Non era dolce tuo padre nella battaglia crudele:
anche per questo il popolo lo piange nella città,
hai dato ai genitori lamento e lutto tremendo,
Ettore: a me resterà un dolore struggente.
Morendo, non mi hai teso le braccia dal letto,
non mi hai detto una parola forte, che potessi sempre
ricordare, piangendo lacrime di giorno e di notte”.
Così disse piangendo, le donne gemevano.
Tra quelle Ecuba apriva il compianto accorato:
“Ettore, tra tutti i figli di gran lunga il più caro al mio cuore,
davvero, quando eri vivo, eri darò agli dei;
quelli si sono presi cura di te anche nel destino di morte.
Altri miei figli Achille veloce nel piede
ha venduto come schiavi, chiunque prendesse, oltre il mare irrequieto,
a Samo, ad Imbro e a Lemno fumigerante;
te, invece, quando ti tolse la vita con il bronzo affilato,
molte volte ha trascinato intorno alla tomba del compagno,
di Patroclo, che tu hai ucciso; non gli ha ridato la vita nemmeno così.
Ora, fresco come rugiada, nella casa
mi giaci, simile a quello che Apollo dall’arco d’argento
è venuto a colpire con una freccia indolore”.
Così diceva piangendo, suscitò un immenso lamento.
Fra quelle Elena per terza aprì il compianto:
“Ettore, fra tutti i cognati di gran lunga il più caro al mio cuore,
io sono la sposa di Alessandro simile ad un dio,
che mi condusse qui a Troia; dovevo morire prima.
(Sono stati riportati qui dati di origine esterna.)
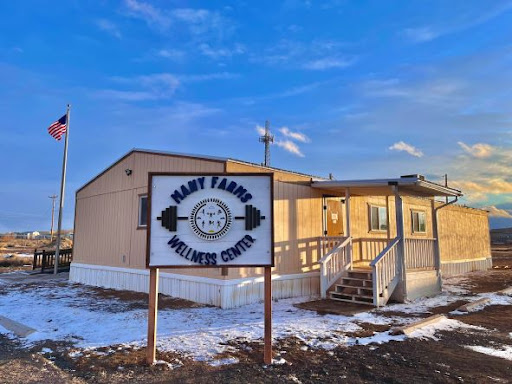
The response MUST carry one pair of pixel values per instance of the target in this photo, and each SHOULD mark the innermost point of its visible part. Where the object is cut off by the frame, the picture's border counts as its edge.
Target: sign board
(210, 220)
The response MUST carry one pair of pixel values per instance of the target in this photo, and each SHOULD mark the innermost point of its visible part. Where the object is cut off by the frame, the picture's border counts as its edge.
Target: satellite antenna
(267, 138)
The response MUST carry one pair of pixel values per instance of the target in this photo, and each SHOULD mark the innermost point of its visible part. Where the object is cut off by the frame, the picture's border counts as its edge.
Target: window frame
(139, 216)
(379, 223)
(424, 214)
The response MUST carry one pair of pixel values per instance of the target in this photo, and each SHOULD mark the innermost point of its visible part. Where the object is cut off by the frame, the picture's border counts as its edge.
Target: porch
(373, 270)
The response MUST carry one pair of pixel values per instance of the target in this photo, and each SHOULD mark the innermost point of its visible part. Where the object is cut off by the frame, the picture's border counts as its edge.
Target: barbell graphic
(169, 218)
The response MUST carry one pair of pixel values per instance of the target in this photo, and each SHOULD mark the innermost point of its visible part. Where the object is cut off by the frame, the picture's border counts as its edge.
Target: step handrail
(381, 255)
(386, 273)
(333, 264)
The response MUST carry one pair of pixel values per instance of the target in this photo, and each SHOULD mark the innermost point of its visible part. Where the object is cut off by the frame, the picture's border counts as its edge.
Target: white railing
(328, 243)
(420, 254)
(386, 273)
(367, 249)
(333, 264)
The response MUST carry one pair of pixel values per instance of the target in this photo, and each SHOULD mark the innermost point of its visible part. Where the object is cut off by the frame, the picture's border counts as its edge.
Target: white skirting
(459, 267)
(221, 293)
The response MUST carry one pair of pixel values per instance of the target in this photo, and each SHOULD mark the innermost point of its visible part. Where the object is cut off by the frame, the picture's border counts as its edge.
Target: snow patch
(429, 331)
(504, 353)
(226, 361)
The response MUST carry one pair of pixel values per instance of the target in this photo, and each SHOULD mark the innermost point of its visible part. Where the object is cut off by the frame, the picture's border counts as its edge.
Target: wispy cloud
(464, 20)
(404, 147)
(155, 86)
(288, 139)
(420, 34)
(328, 63)
(294, 135)
(498, 212)
(317, 55)
(173, 54)
(109, 27)
(154, 17)
(195, 21)
(441, 92)
(478, 150)
(289, 146)
(221, 53)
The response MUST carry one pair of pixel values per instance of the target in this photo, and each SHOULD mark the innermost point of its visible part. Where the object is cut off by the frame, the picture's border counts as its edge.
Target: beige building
(361, 241)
Infatti, questo è per me il ventesimo anno
da quando sono venuta di là, abbandonando la mia patria;
mai da te ho sentito parola cattiva o scortese;
ma se qualcun altro in casa mi biasimava,
fra le cognate, i cognati, le loro mogli,
la suocera – mio suocero fu sempre affettuoso come un padre –
tu li trattenevi, cercando di calmarli,
con la tua gentilezza e con le tue parole delicate.
Perciò, straziata nel cuore, piango te e la mia sventura,
infatti nessun altro nella grande Troia mi è
dolce e caro, ma tutti mi odiano”.
Così disse piangendo, gemeva una grande folla.
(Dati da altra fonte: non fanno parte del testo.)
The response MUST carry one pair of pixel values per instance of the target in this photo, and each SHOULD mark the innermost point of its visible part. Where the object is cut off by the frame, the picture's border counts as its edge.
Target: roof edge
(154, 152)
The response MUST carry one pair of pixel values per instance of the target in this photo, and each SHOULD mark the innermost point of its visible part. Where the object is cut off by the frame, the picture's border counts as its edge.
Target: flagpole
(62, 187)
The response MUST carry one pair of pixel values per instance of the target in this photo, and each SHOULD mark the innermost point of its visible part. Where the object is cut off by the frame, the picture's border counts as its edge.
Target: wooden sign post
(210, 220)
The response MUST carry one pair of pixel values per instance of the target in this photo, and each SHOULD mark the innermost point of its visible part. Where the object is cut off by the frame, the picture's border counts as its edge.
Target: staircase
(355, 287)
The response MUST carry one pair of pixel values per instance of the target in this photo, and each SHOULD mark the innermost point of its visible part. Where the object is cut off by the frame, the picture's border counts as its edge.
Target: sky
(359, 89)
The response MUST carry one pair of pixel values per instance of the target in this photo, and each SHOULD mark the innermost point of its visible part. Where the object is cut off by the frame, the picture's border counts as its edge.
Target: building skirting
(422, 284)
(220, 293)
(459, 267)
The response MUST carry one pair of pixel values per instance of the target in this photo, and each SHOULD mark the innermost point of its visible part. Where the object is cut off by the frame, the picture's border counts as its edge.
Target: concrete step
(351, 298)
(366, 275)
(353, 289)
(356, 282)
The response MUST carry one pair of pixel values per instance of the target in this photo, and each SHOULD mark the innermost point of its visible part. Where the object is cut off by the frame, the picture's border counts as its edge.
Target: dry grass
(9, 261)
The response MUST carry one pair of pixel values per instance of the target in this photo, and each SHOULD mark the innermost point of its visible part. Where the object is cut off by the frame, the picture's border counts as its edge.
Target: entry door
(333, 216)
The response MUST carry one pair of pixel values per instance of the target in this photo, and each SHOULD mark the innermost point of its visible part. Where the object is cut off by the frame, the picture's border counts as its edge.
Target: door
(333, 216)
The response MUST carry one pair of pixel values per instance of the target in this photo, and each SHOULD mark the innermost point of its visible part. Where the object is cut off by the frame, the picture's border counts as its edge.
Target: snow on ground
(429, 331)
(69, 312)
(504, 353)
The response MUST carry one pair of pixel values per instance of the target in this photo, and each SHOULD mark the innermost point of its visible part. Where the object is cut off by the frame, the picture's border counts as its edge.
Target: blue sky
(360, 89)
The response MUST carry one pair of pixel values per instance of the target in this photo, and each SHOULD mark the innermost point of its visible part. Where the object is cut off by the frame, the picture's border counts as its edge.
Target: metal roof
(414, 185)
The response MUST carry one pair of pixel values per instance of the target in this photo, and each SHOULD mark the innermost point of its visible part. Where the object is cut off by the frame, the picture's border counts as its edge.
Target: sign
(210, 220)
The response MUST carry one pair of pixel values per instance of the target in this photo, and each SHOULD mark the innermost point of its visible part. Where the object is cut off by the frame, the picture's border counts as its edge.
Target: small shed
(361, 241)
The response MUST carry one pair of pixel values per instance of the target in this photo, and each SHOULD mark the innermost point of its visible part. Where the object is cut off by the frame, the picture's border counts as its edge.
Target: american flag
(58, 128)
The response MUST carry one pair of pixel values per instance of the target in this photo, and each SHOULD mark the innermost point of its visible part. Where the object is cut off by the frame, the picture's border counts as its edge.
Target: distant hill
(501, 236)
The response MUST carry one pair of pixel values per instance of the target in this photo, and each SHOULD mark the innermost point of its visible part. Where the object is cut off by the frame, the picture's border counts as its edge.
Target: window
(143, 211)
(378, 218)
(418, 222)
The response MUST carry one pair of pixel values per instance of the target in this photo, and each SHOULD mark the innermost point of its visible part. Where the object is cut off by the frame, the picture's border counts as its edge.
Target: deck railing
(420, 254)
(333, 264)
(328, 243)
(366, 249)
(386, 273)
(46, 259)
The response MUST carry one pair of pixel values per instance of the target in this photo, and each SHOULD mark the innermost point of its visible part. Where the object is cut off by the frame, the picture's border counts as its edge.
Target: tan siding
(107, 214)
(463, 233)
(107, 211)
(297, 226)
Al popolo il vecchio Priamo si rivolse con parole:
“Troiani, ora portate la legna in città, non abbiate nel cuore
paura di un agguato insidioso degli Argivi: Achille, infatti,
mi rassicurava così, mandandomi via dalle navi nere,
che non avrebbe attaccato battaglia prima della dodicesima aurora”.
Così disse, quelli attaccarono ai carri buoi
e muli, poi subito si raccolsero presso le mura.
Per nove giorni careggiarono molto legno,
ma quando apparve la decima aurora luminosa,
portarono via Ettore valoroso, versando lacrime,
deposero il morto in cima alla pira, accesero il fuoco.
Quando al mattino apparve Aurora dalle dita di rosa,
la folla si strinse attorno alla pira di Ettore valoroso.
Quando si furono accalcati e si trovarono insieme riuniti,
per prima cosa spensero il rogo con vino scintillante,
dappertutto, dovunque giungeva la forza del fuoco;
poi i fratelli e i compagni raccoglievano le ossa bianche,
lamentandosi, scendeva giù per le guance pianto abbondante.
Avendole raccolte, le misero in una teca dorata,
avvolgendole in un morbido peplo purpureo;
poi le calarono in una fossa scavata, sopra
lastricarono con pietre grandi e fitte;
in fretta alzarono il tumulo, le vedette intorno badavano (impf. ημαι) a tutto,
a che gli Achei dalle solide gambiere non attaccassero prima del tempo.
Dopo aver innalzato il tumulo, si ritirarono; poi,
riunitisi bene, celebrarono il banchetto solenne
nella casa di Priamo, il re allevato da Zeus.
Così quelli davano sepoltura ad Ettore domatore di cavalli.